La Voix humaine, Jean Cocteau, tragédie amoureuse pour une actrice et une pianiste, dans les Carrières du Château de Lacoste (20-08-2020)
Véronique Fourcaud, actrice ; Mahoko Nakano, pianiste ; Stephan Roche, mise en scène
Une belle avant-dernière soirée du Festival 2020 Pierre Cardin dans les Carrières du château de Sade à Lacoste, en forme d’hommage : La Voix humaine de Cocteau est accompagnée de multiples clins d’œil et retours en arrière dans les éditions antérieures. Le Festival a eu raison de se maintenir malgré les incertitudes de la situation sanitaire.

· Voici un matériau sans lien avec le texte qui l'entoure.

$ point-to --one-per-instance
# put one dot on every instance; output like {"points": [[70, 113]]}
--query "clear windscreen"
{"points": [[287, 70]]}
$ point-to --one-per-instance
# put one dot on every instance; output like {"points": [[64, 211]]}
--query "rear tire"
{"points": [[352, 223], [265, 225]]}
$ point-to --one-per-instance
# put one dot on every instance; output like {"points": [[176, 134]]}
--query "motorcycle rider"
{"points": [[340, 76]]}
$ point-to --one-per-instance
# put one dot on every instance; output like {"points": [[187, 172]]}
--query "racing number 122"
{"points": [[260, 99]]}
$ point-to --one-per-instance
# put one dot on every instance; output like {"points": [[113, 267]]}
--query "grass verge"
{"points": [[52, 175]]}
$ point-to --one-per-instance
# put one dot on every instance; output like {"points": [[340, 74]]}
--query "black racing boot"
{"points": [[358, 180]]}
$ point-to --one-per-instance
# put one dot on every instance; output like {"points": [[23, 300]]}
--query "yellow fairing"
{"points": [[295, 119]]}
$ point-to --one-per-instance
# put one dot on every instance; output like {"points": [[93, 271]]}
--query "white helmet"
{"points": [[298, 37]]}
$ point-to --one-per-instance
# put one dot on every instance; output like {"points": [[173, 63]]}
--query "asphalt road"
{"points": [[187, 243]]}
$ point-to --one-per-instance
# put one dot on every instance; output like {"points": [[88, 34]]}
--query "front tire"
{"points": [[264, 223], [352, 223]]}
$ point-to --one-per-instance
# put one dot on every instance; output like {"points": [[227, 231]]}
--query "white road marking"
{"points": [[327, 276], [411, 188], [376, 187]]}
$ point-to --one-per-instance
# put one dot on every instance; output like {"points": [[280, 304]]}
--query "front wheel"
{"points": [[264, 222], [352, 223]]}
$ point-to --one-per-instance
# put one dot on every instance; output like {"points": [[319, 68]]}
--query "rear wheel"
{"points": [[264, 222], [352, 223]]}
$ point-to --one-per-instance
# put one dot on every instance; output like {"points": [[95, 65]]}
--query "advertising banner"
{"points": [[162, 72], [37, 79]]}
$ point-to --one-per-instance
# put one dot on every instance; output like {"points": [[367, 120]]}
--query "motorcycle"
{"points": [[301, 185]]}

Le Festival de Lacoste est loin de faire le plein ce soir… et c’est bien dommage ! Le cadre de ces anciennes carrières à ciel ouvert est en effet toujours aussi enchanteur, impressionnant et sans doute aussi un peu énigmatique, voire menaçant au fur et à mesure de la tombée du jour. Les conditions d’écoute sont en tout cas idéales, le lieu encaissé étant mis à l’abri du vent. Le titre à l’affiche de la soirée fait partie du répertoire théâtral, La Voix humaine de Jean Cocteau et non pas la tragédie lyrique de Francis Poulenc composée sur le même texte, mettant en scène une femme seule au téléphone, en pleine rupture amoureuse.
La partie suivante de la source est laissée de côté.